Purchasetarian [noun]

pur•chas•e•tar•i•an |ˈpərchəsiˈte(ə)rēən|
a person who does not purchase certain food products, therefore not supporting their production, while preferring others on principle : Qays is still using the meat left in his freezer but as a purchasetarian he won't buy more.
of or relating to the refusal to purchase certain food products, esp. unsustainable meats : a purchasetarian grocery list.
pur•chas•e•tar•i•an•ism |-ˌnizəm| noun
ORIGIN early 21st cent.: formed irregularly from purchase + vegetarian .
RELATED TO: Ethical Consumerism.

The film Food, Inc. makes a very strong argument for Americans to become vegetarian or at least reduce meat consumption. We really are wasting so much oil and putting ourselves (and our Earth) at risk to feed our meat addiction.
I originally watched the movie for my Biology and the Human Predicament class just a few weeks ago. While rewatching for parts I missed, and coincidentally eating a veggie bowl from Chipotle, the argument set in. While I have admittedly eaten meat since, I have not purchased any since earlier that day. I vowed not to purchase conventional meat or fish products. I say conventional because it may be possible to justify eating sustainable pasture-raised meats and Marine Stewardship Council certified sustainable seafood. Unfortunately there doesn't seem to be much research as to whether the impact would be greater by avoiding meats entirely or supporting the better choice through positive buying of only "sustainable" meats.

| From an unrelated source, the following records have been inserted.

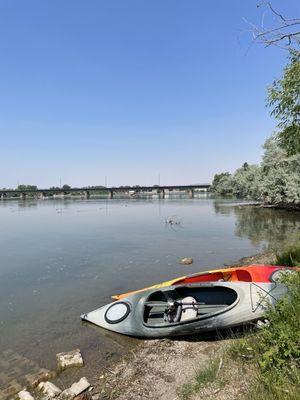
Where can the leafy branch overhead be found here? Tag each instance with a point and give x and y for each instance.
(284, 100)
(283, 32)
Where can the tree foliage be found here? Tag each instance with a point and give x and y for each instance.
(275, 181)
(284, 99)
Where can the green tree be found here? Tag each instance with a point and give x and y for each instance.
(222, 184)
(284, 99)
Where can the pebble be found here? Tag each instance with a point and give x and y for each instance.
(69, 359)
(24, 395)
(186, 261)
(49, 389)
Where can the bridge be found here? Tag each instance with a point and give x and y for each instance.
(131, 191)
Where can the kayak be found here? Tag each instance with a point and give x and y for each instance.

On top of that is the problem of determining what really is sustainable with all the different marketing and labeling. For now, I will just continue to avoid meats.
As for my pesceterian friend, eating fish in no way absolves you. The world's fish supply is dwindling and we are not lowering our consumption. In many ways our harvesting of the ocean is as damaging or even more so than land-based meat production, as can be seen in the film The End of the Line. For you, I recommend checking out Seafood Watch by Monterey Bay Aquarium.

Overall though, it's great that more places are selling sustainable food products and giving people the option to go purchasetarian.